Significant tooth loss and untreated dental disease have been linked to a higher risk of obesity or malnutrition, heart disease, cancer, and reduced cognitive function, the Project HOME reports. Also, missing and decayed teeth can impact self-esteem, which can interfere with employment opportunities.

The endeavor was inspired by the foundation’s mission expansion in 2016 to include access to care. Philadelphia endodontist Louis Rossman, DMD, who endorsed a domestic mission when he was president of the foundation, will volunteer as a faculty member at the clinic.

“My idea was to take the nearly 450 post-doctoral residents who attend close to 58 different universities learning to specialize in endodontics and have them rotate in their local communities,” Rossman said. “The decision was made to use Project Home at the Klein Wellness Center as our trial program.”

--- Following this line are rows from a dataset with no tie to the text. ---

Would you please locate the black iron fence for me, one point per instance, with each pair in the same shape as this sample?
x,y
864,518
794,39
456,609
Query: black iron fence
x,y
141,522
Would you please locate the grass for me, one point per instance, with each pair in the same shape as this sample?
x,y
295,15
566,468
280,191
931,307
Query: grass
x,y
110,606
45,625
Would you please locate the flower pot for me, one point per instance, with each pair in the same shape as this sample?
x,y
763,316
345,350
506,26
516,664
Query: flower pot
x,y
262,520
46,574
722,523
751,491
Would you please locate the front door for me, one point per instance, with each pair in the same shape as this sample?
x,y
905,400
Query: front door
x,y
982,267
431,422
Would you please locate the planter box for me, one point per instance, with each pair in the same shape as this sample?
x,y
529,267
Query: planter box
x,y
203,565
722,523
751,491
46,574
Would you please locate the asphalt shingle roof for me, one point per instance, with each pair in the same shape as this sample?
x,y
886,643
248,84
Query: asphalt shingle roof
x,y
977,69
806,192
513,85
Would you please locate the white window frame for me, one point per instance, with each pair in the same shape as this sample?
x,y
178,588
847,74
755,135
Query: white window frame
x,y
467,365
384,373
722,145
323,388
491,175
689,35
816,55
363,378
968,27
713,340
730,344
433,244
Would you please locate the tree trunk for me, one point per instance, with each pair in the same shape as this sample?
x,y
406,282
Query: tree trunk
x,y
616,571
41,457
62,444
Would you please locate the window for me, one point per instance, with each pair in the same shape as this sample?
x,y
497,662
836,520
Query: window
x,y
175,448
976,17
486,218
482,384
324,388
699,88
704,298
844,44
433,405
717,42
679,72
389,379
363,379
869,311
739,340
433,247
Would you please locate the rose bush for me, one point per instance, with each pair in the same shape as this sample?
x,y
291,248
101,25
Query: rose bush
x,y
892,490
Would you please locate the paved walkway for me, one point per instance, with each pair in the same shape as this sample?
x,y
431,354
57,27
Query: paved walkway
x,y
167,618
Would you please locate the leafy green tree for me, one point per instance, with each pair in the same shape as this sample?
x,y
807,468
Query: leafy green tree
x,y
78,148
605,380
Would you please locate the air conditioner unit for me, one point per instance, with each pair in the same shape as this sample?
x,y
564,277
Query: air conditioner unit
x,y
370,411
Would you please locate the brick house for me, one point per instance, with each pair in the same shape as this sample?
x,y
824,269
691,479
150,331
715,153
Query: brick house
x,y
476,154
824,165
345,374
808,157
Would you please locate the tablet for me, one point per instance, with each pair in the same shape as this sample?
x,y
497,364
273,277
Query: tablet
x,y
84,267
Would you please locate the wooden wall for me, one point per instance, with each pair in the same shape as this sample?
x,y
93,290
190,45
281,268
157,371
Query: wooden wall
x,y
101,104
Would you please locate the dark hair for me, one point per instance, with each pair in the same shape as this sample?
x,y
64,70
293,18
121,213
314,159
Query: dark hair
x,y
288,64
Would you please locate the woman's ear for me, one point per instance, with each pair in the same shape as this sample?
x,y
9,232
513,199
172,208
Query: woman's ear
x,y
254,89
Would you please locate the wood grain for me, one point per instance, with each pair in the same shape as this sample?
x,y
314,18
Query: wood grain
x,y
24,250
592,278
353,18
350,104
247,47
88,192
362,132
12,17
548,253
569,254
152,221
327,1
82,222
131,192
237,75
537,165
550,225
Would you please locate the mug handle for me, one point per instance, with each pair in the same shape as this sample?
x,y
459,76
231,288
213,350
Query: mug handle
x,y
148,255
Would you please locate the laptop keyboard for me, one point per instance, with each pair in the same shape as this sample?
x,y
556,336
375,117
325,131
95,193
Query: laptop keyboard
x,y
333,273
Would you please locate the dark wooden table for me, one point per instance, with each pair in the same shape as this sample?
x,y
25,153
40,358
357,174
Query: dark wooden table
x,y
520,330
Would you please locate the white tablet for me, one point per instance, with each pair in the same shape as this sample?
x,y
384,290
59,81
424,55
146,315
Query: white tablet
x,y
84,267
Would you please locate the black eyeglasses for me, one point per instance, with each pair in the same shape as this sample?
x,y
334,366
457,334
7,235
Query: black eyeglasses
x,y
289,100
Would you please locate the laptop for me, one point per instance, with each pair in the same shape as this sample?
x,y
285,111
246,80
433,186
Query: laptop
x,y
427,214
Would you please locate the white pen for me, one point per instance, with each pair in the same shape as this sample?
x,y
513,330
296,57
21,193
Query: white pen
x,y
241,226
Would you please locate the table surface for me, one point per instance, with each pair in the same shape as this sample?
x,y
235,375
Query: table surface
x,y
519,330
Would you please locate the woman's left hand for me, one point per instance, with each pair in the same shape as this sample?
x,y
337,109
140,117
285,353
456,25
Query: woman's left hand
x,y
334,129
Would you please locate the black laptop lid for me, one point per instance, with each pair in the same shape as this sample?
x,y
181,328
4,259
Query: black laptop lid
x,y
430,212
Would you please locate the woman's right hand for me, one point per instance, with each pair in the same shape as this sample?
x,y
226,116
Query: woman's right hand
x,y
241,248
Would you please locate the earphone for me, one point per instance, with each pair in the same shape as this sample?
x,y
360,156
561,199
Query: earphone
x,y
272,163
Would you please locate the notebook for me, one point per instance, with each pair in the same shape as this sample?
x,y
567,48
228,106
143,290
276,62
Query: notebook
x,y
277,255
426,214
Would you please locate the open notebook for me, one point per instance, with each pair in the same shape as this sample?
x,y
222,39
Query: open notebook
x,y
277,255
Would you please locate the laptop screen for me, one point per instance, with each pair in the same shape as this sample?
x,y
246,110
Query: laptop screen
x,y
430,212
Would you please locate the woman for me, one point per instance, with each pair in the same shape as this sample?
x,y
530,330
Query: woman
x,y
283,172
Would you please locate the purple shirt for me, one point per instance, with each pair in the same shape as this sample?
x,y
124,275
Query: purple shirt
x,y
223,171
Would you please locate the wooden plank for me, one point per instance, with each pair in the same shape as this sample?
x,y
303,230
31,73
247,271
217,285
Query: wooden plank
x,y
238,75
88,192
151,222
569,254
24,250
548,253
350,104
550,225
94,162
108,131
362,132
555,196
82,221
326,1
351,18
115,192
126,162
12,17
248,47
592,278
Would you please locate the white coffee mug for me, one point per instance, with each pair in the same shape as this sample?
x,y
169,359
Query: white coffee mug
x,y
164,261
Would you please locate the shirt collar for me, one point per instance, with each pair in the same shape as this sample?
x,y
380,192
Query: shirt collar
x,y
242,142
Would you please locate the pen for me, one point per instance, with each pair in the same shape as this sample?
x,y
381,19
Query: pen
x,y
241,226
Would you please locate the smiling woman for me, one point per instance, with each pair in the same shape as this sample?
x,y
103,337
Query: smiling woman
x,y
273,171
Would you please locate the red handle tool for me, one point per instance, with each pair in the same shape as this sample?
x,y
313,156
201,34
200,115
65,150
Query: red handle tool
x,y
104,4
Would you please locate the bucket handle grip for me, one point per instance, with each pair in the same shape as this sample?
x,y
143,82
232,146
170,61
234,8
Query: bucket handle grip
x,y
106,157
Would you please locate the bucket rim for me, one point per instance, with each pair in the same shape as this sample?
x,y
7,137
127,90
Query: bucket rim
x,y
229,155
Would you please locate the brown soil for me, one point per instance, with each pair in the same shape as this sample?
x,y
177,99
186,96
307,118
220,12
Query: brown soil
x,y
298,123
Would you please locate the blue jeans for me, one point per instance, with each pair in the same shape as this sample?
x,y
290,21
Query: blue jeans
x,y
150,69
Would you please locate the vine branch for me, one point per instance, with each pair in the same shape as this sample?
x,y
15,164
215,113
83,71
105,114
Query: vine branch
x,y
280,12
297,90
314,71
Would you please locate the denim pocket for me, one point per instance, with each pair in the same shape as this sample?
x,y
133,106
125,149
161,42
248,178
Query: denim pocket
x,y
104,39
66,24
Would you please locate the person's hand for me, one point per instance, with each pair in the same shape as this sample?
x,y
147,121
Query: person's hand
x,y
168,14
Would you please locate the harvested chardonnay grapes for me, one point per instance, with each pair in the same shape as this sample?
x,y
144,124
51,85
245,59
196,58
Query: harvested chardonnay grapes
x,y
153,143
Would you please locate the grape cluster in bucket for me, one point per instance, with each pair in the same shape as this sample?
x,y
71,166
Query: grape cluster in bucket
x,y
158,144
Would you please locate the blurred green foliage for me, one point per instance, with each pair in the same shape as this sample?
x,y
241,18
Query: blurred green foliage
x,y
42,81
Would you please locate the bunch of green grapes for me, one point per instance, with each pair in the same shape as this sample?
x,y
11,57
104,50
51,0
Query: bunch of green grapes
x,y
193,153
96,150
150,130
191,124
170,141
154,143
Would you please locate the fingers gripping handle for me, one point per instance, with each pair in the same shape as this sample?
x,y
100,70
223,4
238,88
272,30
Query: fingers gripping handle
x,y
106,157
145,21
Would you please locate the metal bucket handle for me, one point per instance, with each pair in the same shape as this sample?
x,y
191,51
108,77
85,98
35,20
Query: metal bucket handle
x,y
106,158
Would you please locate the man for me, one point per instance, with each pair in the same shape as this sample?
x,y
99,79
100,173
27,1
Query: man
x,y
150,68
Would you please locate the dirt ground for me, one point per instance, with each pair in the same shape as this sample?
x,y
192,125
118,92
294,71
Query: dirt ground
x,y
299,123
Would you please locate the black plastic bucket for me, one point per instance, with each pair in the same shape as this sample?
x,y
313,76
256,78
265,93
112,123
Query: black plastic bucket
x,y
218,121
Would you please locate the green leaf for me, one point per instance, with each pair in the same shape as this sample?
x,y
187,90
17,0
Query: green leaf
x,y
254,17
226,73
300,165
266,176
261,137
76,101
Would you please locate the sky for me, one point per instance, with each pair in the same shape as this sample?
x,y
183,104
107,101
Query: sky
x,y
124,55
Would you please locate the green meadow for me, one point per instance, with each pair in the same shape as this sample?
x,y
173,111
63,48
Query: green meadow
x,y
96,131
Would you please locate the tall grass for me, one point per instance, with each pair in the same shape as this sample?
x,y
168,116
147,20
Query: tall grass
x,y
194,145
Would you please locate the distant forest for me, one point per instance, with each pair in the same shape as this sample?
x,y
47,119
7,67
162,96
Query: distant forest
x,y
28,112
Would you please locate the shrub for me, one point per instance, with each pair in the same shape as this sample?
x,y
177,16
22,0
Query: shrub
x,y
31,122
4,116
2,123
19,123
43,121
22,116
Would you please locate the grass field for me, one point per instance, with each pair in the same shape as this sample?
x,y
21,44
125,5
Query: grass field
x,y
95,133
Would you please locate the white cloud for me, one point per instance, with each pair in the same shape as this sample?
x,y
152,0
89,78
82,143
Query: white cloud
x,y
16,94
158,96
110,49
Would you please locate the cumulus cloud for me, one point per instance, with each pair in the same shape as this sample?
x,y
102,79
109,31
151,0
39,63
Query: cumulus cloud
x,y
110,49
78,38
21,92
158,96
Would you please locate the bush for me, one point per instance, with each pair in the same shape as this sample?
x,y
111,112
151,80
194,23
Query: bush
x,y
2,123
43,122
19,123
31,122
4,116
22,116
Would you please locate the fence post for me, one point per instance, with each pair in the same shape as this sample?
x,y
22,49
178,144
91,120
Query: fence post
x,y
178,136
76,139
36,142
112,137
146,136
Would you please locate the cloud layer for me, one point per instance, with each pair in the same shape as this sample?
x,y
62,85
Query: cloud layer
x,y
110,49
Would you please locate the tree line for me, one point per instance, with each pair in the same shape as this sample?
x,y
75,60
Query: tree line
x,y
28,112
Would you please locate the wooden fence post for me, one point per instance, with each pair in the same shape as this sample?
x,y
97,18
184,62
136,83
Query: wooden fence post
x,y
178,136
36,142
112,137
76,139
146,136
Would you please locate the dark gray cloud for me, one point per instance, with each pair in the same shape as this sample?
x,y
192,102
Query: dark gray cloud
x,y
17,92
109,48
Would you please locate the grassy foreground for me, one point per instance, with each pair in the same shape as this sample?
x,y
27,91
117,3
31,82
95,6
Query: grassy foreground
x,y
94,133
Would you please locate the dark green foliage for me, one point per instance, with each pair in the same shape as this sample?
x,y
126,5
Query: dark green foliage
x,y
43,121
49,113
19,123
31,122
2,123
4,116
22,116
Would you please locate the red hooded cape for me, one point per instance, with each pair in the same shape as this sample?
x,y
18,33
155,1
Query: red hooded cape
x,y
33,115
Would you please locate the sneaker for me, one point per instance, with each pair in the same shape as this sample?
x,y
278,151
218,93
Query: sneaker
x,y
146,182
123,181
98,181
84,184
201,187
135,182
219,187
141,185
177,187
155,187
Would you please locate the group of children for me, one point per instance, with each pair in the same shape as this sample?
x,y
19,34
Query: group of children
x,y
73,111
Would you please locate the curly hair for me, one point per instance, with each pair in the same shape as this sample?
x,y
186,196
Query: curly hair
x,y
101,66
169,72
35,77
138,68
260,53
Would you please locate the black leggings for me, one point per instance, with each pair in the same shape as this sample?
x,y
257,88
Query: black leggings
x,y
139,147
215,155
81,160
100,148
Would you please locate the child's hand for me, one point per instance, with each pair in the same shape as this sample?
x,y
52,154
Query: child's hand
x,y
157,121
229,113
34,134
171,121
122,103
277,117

The foundation has funded volunteer outreach opportunities to Jamaica, but this is its first domestic undertaking. Project HOME is the primary resource network for homeless and underserved populations in Philadelphia. 

“You don’t have to go far out of our own zip code to see the desperate need for our services,” said Barnett. “We are looking forward to a long-term association with Project Home and the vulnerable people they serve.”

The foundation also would like to thank Carl Zeiss Meditec for providing an OPMI PICO microscope on a long-term loan for use in the operatory and Brasseler and Henry Schein for the discounted sale of other endodontic equipment that will be used in the laboratory.